Dartmouth has announced game times for the 2018 football season and there are no real surprises.

THE SCHEDULE
Sept. 15 Georgetown 1:30
Sept. 22 at Holy Cross 1:05
Sept. 29 Penn 1:30
Oct. 5 at Yale 6:00 (Friday)
Oct. 13 Sacred Heart 6:00
Oct. 20 at Columbia 1:30
Oct. 27 Harvard 1:30
Nov. 3 at Princeton TBA
Nov. 10 at Cornell 1:30
Nov. 17 Brown 1:30

Green Alert Take: The guess here is that Dartmouth at least thought about playing Georgetown or Penn at night, but neither of the two most-distant opponents on the Big Green's home slate figured to be excited about traveling into the wee hours to get home. From that perspective, Sacred Heart makes the most sense for a home night game given that playing the Homecoming game (Harvard) at night wouldn't have been very well-received by a lot of alumni.
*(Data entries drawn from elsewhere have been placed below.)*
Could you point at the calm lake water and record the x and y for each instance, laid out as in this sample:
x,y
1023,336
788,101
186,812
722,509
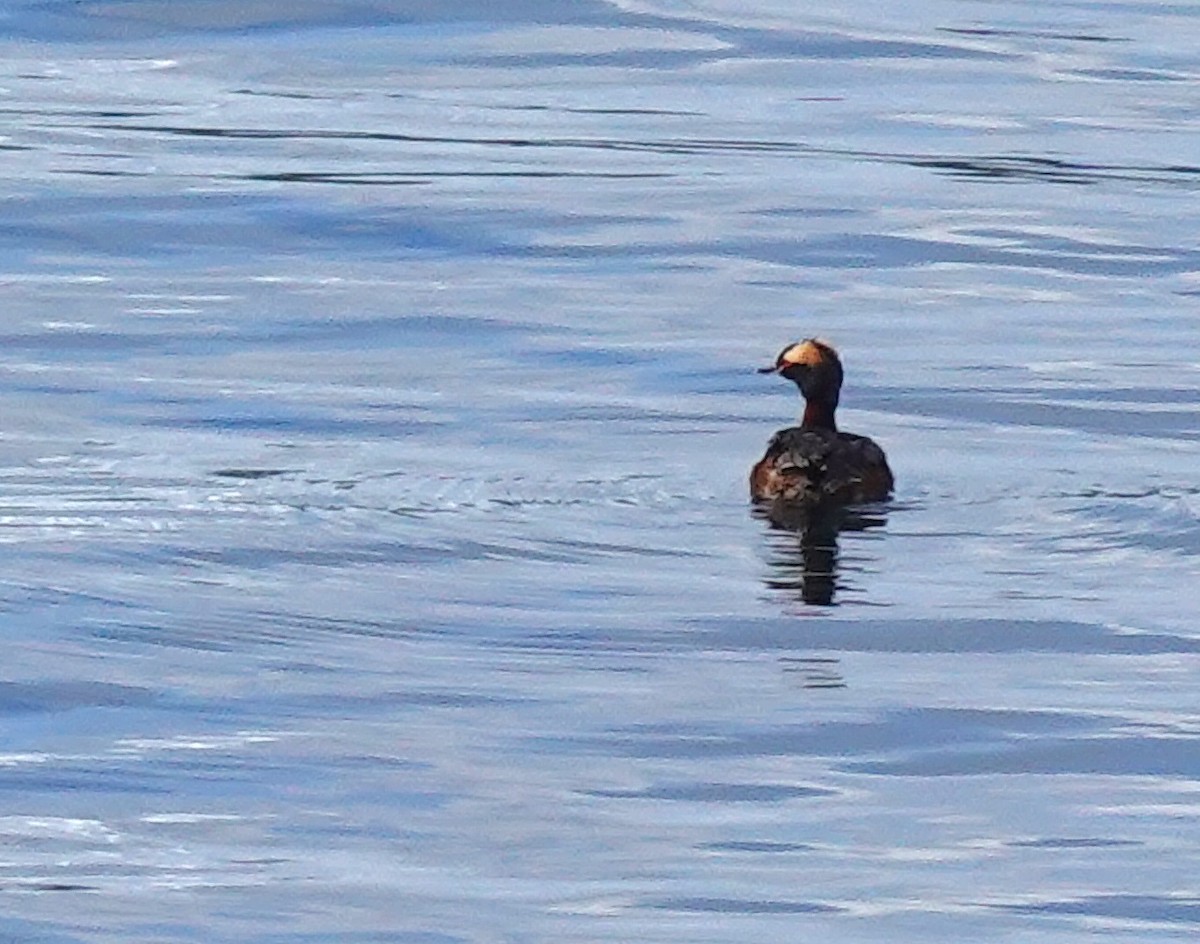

Green Alert Take II: A Friday night in New Haven? Argh :-(

Green Alert Take III: The last time the Ivy League rejiggered the schedule it flipped the Penn road game to odd-numbered years, which eased the Big Green's arduous travel schedule. No longer were all of the longest possible conference trips in the same year. Unfortunately, the new schedule, which sees Dartmouth ending with Brown instead of Princeton beginning this fall, makes the second half of the 2018 schedule particularly grueling. Think about it. Oct. 20 at Columbia. That's a long trip against a team that's clearly on the rise. Oct. 27 Harvard at home. OK, home is good but Harvard is Harvard, and if it wasn't necessarily Harvard last year, don't expect that to continue. One week later it's a game at Princeton. If Yale isn't the Ivy preseason favorite when the media poll comes out Aug. 8, Princeton probably will be. One week after that it's the long trip to improving Cornell. Add it up and that's three really long trips in four weeks, a span broken up only by a home game against a team Buddy Teevens hasn't beaten in his second stint in Hanover. Oh, and for good measure, the last game before the Murderer's Row is at Yale, the defending champion which will have a little extra incentive against the only team to beat it last year. The nonconference schedule might be a little soft again this fall, but given the second half of the season that's probably a good thing.
The official NCAA home attendance figures from last year are out (LINK):

Average Ivy League Home Attendance
Yale 18,940
Harvard 10, 411
Princeton 7,366
Cornell 6,793
Columbia 6,672
Dartmouth 5,512
Penn 5,275
Brown 2,999

Average Patriot League Home Attendance
Holy Cross 7,200
Lehigh  7,138
Lafayette 5,589
Colgate 4,788
Fordham 4,681
Bucknell 2,886
Georgetown 2,166

Others Of Interest
Sacred Heart 3,075
New Hampshire 11,024
Massachusetts 10,707

Green Alert Take: As bad as Brown's attendance was, the shocker is Penn. First the Palestra becomes a ghost town now Franklin Field. Yikes. And then there's UMass. They leave behind old rivals like UNH to go "big time" and then draw fewer fans. How much to you think they wish they could have a do over?
Potential Ivy League recruits would do well to heed some advice about the use of social media from new Nebraska football coach Scott Frost. This is from the Omaha World-Herald:
"I’ll tell you this right now — if there’s anything negative about women, if there’s anything racial or about sexuality, if there’s anything about guns or anything like that, we’re just not going to recruit you, period. Piece of advice for you — what you put on social media, that’s your résumé to the world. That’s what you’re trying to tell the world you’re all about. That’s how you’re advertising yourself. Be smart with that stuff.”
Frost said prospects shouldn’t tweet anything their mom wouldn’t be OK with reading. 
“We will quickly drop somebody if there’s something bad on there,” Frost reiterated about social media.
Green Alert Take: I watch Twitter pretty closely to dig up recruiting information and sometimes I shudder, and not just as those potential recruits who refer to Dartmouth University. There absolutely have been kids who ended up in the Ivy League who Scott Frost would have walked away from based on their social media résumés.
Catch former Dartmouth tailback Ryder Stone and the Montreal Alouettes tonight on ESPN2 at 7.